Cross-file repetitions and TM matching
What are cross-file repetitions?
General information
Cross-file repetitions are just segments which are repetitions of the first instance of a particular segment (they have the same content). This segment is placed in the primary file (the file in which a particular segment occurs for the first time). In other words, if you have segments in other files that are repetitions of a particular segment from the primary file, those are called cross-file repetitions.
The analysis of a project takes place in a "top-to-bottom" fashion. When you create a project with multiple files that have the same segment, the first instance of that segment will be marked as Unmatched. Other instances of that segment in other files will be marked as a Repetition with this information: Repeat - matched across files:
If you see this information, it just means that this segment has not been translated yet in any file.
If any instance of that segment in any file is translated, then the relevant translation will be inserted in other occurrences if you access them in XTM Workbench, in the "Edit" mode:
IMPORTANT!
Please remember, that cross-file repetitions depend solely on records saved in TM! Therefore, for example, the use of a raw MT match which is not saved in TM will not cause cross-file repetitions to be populated with relevant translation.
Repetitions and cross-file repetitions are two separate functionalities.
The repetitions update is based on the user's settings in XTM Workbench.
The cross-file repetitions, however, are subject to the normal updating of matches, i.e. the current segment + 2 segments below will be updated.
If a particular cross-file repetition receives a TM match upon project analysis, its first instance will have an ICE/Leveraged status whereas the instances in subsequent files will be assigned Leveraged status and will be displayed in Project Metrics (external matches always take precedence over any kind of internal matching). This is caused by the fact, that the first instance was not marked as a repetition when the file was analyzed:
Although there cannot be a match from the same segment when it has been translated without reanalysis, it is expected that the first occurrence can receive a match from the other segment, which in this case is the child repetition.
Why are there so many repetitions in the Project Metrics?
In the vast majority of cases, the cause of this issue stems from the fact that two or more files containing similar segments are uploaded within the framework of a single XTM Cloud project.

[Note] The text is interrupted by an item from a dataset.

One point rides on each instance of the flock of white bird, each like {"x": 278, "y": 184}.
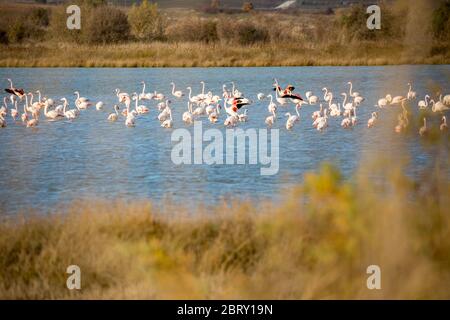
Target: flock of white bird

Then, one file gets repetitions, and the file that contains parent repetitions is deleted from the project. As a result, you are left with only one file with “ghost cross-file repetitions” pointing to a deleted file.
In general, when files are added/deleted after project creation, full project reanalysis is required to calculate cross-file repetitions properly.
Therefore, if you have only one file in an XTM Cloud project that contains some segments with information: Repeat - matched across files, the project most probably has not been reanalyzed since the deletion of some older files, which should be done soon after that.
Why are the Project Metrics showing translations as Repetitions and not as No Matching after the Linguist translated from scratch most of the repetitions in the file?
Such situation usually occurs when your project contains two files which are very close copies of one another:
Primary file (the file in which a particular segment occurs for the first time),
Copy file (the file that has the same segments as in the primary file)
The issue unveils when the Linguist translated this copy file first. The cross-file repetitions in the Matches panel in XTM Workbench refer to the same segment but in the primary file. Since the primary file was not translated, the repetition does not have any target text yet. Only when the primary file is translated properly, will the cross-file repetitions be populated.
Since the linguist translated the copy file first, those segments essentially had no TM matches, but Metrics still have to reflect the highest available TM match in the segment.
Nonetheless, you can use the Linguist’s Statistics for calculating the cost. In a situation where there is a segment with a Repetition that has no translation, the segment is treated as a No Matching segment in Statistics.
The "Hide repeated segments" option
In XTM Cloud, you can enable the option to hide repeated segments, and this also applies to cross-file repetitions (of course, except for the first instance of the segment). This setting can be enabled in Configuration → Settings → Translation → TM → Repeats:
Once enabled, the option is activated in the "create a new project" form when you can specify the percentage of a particular file at which repetitions occupy, at which the option shall be activated:
This feature in question hides repeated segments and populates the repetitions with the translation of the parent/original segment upon target generation, allowing for great consistency of translation.
Good to know!
Remember that, while repeated segments in XTM Workbench can be hidden, they are automatically populated with the newest translation in subsequent files so they will be translated accordingly in a target file once that file is generated again. Also, the Metrics will still display those repetitions, and the file concerned will show the original number of segments in the Project editor → Workflow section.